Din; dini, aklı, malı, canı ve nesli korumaya geldi. Batı Medeniyeti ise bunları koruyamadığı gibi dinin bitmesine sebep oldu. Hem din üze­rinde baskılar kurdu hem de dini yanlış uygula­dı. Bu da insanları dinsizleştirdi. Batı Medeniyeti aklı, malı korumadı. Faiz sistemiyle, haksızlık yoluyla, hırsızlıkla mal korunmasız kaldı. Batı Medeniyeti nesli korumadı. Nesil her gün ah­laksızlaştırılıyor.
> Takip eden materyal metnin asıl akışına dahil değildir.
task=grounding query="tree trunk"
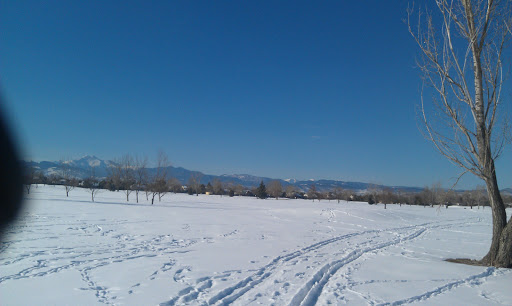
[481,169,512,268]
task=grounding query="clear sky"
[0,0,512,188]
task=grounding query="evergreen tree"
[256,181,267,199]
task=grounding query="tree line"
[21,159,512,208]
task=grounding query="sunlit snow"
[0,186,512,305]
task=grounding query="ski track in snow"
[160,219,487,306]
[0,189,504,306]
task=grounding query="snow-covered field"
[0,186,512,305]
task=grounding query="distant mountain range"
[25,155,512,194]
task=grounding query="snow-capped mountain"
[25,155,430,192]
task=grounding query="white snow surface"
[0,186,512,305]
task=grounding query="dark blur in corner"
[0,93,23,241]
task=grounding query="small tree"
[206,182,213,194]
[212,179,224,196]
[285,185,297,199]
[307,184,318,202]
[255,181,267,199]
[61,161,78,197]
[134,156,148,203]
[120,155,137,202]
[23,165,36,194]
[267,180,283,200]
[167,177,183,193]
[333,187,344,203]
[84,167,100,202]
[188,172,203,196]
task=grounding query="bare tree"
[285,185,297,199]
[107,158,123,190]
[61,161,78,197]
[119,154,136,202]
[23,165,36,194]
[332,187,344,203]
[212,179,224,196]
[188,172,203,196]
[155,150,171,204]
[267,180,283,200]
[307,184,319,202]
[408,0,512,267]
[84,167,100,202]
[134,156,148,203]
[167,177,183,193]
[234,184,245,196]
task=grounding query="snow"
[0,186,512,305]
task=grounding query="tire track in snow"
[160,230,382,305]
[289,228,427,305]
[161,220,474,305]
[378,267,508,306]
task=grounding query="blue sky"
[0,1,512,188]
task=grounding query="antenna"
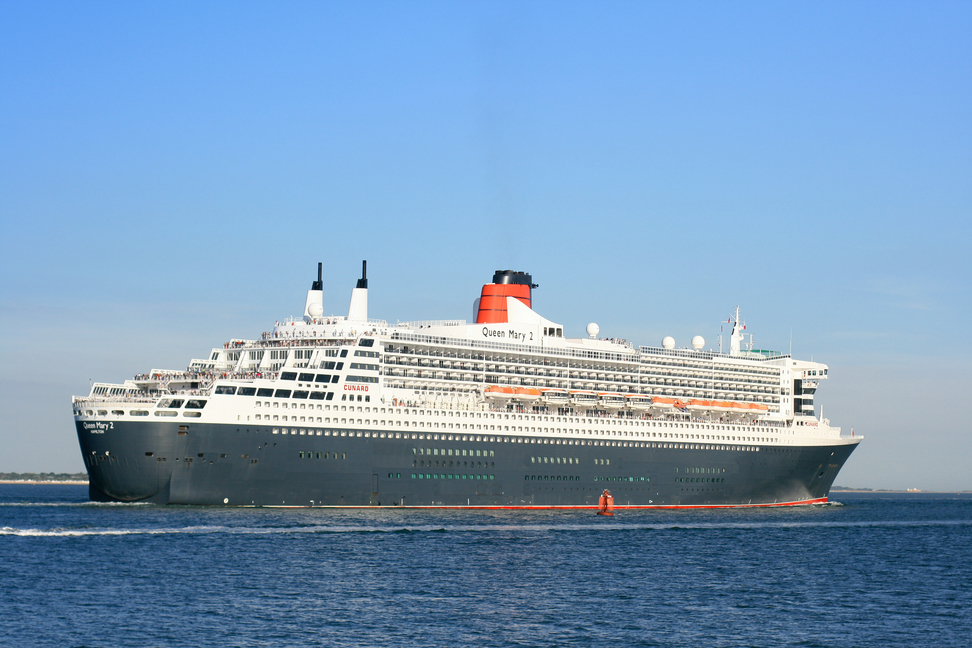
[355,261,368,288]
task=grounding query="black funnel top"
[493,270,540,288]
[355,261,368,288]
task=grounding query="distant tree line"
[0,473,88,482]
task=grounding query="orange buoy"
[597,489,614,515]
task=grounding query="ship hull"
[77,421,856,508]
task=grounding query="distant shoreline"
[0,479,88,486]
[830,488,972,495]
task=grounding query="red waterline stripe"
[256,497,827,511]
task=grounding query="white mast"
[729,306,746,356]
[304,263,324,322]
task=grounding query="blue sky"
[0,2,972,489]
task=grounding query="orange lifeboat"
[597,489,614,515]
[483,385,516,399]
[515,387,540,401]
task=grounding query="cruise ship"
[72,262,862,509]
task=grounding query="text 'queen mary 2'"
[73,265,861,508]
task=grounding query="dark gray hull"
[77,421,857,508]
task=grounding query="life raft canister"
[597,490,614,515]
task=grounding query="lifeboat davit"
[513,387,540,401]
[483,385,516,400]
[540,387,568,403]
[597,489,614,515]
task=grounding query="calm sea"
[0,485,972,648]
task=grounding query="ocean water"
[0,485,972,648]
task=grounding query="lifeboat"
[540,387,570,403]
[685,399,714,412]
[570,390,597,405]
[514,387,540,401]
[597,489,614,515]
[651,396,675,410]
[483,385,516,400]
[597,392,624,409]
[624,394,651,411]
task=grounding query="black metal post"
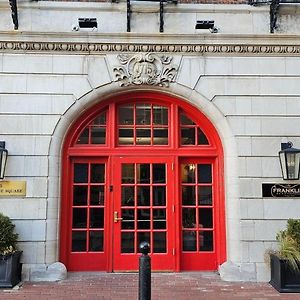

Okullar ve televizyonlar güzel bir nesil meydana getirmiyor. Uyuşturucu satışı ilkokullara kadar düştü. Bu medeniyet nesli ko­rumadı, canı korumadı. Kardeş kardeşi öldürü­yor. Her gün cinayet işleniyor. 12 Eylül’den önce sağ sol olaylarıyla 12 Eylül’den sonra da ırkçılık olaylarıyla canlar heder ediliyor. Bu medeniyet insanların emniyetini sağlamıyor aksine insan­ları öldürüyor. Dolayısıyla bu medeniyet, mede­ni sayılamaz.

Hazreti İbrahim Aleyhisselam hangi tarafın daha emniyet içerisinde yaşadığına işaret ediyor­du. Hangi tarafta bu beş şey emniyet altındadır? Allah’a güvenip O’na sırtını dayayan tarafta mı yoksa insanlara, ideolojilere sırtını dayayıp onla­ra güvenen tarafta mı? Allah mı daha güçlüdür, insanlar mı? Allah mı daha ilim sahibidir, insan­lar mı? Allah’ın dediği mi daha doğrudur, insan­ların dediği mi? Allah mı insanları daha iyi tanıyıp onlara uygun bir medeniyet meydana getiriyor, insanlar mı? Hangi fırka, hangi medeniyet, hangi kesim daha emniyet içerisindedir?

“Biliyorsanız söyleyin!”*

*Alparslan Kuytul Hocaefendi’nin yapmış olduğu tefsir dersinden hazırlanmıştır.